医師「私としてもつらいんだ。分かってくれ。」
加藤「そんな、そんな!」
医師「…まあ、もっとも、手が無いわけじゃないが。
要は、お金があればいいんだから。
…なんだ。君はそれだけのお金を集めたんだ。
色々、やったんだろ? なんなら、私がお金を出してもいい。」
加藤が、言葉の意味を悟って凍り付く前に、狩谷は、後ろから声をあげた。
狩谷「結構。帰るぞ、加藤。」
加藤「なっちゃん!」
狩谷「…来い! 来いと言ってるんだ!」
帰り道(夕刻のどぶ川べりの道)
狩谷「いい、加藤。そんなのは、気にするな。」
加藤「でも。」
狩谷「…馬鹿だな。

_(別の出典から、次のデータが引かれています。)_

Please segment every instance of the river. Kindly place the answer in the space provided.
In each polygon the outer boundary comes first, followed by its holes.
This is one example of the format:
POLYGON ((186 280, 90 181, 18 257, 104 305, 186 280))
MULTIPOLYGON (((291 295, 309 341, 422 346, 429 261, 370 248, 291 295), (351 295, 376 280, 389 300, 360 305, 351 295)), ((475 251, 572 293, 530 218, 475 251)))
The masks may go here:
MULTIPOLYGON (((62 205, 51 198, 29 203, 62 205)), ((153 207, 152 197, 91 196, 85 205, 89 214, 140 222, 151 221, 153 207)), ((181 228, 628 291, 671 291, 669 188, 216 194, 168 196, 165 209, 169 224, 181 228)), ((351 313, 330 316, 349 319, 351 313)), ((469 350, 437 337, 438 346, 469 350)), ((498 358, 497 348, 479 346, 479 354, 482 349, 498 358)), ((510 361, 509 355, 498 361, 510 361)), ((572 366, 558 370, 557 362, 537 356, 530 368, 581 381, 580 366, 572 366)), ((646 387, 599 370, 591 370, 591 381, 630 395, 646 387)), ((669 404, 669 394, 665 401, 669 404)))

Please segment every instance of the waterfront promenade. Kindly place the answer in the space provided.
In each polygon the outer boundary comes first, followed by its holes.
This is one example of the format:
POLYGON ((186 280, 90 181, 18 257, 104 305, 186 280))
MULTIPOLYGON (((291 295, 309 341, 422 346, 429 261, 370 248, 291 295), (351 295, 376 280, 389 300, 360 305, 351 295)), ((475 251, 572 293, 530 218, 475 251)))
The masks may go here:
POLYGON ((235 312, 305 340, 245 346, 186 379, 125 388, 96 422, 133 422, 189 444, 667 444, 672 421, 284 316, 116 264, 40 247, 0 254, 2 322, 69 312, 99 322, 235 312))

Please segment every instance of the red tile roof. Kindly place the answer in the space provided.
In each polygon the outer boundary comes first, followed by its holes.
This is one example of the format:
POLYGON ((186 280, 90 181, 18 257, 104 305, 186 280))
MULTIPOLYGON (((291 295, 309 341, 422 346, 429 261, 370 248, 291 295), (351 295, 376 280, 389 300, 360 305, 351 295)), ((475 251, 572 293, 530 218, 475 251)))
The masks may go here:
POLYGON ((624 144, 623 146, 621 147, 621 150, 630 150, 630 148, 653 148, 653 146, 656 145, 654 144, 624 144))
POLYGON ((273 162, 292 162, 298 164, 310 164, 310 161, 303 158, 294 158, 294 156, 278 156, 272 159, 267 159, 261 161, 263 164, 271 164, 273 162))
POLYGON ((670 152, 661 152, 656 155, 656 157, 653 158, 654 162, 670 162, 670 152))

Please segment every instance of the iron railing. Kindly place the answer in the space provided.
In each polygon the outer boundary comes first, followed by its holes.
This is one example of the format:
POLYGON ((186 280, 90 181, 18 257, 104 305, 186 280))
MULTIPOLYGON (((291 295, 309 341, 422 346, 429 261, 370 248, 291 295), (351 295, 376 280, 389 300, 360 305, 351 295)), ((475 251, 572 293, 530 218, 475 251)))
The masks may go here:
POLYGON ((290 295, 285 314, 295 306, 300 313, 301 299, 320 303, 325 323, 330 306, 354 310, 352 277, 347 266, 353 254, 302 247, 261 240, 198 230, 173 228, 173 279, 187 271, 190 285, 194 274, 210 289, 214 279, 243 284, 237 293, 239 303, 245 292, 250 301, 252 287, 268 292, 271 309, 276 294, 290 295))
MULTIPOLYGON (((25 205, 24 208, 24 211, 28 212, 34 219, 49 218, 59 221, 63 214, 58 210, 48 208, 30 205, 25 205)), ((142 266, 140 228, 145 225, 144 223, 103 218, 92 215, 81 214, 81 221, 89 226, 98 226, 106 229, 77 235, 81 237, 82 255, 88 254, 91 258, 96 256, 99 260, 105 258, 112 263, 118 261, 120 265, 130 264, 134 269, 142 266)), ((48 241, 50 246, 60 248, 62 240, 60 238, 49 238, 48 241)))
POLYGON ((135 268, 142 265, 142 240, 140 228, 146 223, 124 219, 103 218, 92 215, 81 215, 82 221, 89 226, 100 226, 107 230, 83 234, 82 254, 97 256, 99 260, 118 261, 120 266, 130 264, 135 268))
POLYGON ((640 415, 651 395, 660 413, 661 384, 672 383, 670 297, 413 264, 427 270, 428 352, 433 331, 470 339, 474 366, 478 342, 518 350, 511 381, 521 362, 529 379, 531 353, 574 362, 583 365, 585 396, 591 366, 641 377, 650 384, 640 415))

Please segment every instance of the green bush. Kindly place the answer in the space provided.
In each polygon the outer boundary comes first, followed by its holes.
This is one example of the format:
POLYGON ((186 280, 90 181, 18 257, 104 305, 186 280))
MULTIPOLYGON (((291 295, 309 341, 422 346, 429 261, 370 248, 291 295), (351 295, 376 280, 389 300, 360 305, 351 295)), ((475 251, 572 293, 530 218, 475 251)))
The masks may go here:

お前は、騙されているんだ。
僕の場合は、治りようがない。
もう一度、背骨ができない限りには。」
涙を流した加藤を、狩谷は見なかったことにして、車椅子を走らせた。
狩谷「…気にするな。足が…足は、どうでもいい。
そんなものなくても、やっていける。」
狩谷は、やっぱり見なかったことに出来ずに振り向いた。
狩谷「…泣くな。…泣くなよ。…お前は、俺が足を壊したのより、つらいことがあるのを知らないな?」
加藤「…。」
狩谷「それが分かるまで、泣くな。…僕の側に居ろ。
…いや、居てもいい。…泣くな。泣くなよ。
指を噛むなよ。出っ歯になるぞ。」
狩谷は、精一杯腕を伸ばして、加藤の手を握った。
狩谷「泣くな。どうせ泣くなら。
…もっと近くでやってくれ。」
加藤がびっくりして、狩谷を見下ろした。
十分近くだと、思ったからだ。
狩谷「…。
…もう行こう。
お前が泣いているのは人に見せたくない。」
加藤と狩谷は恋人関係になりました。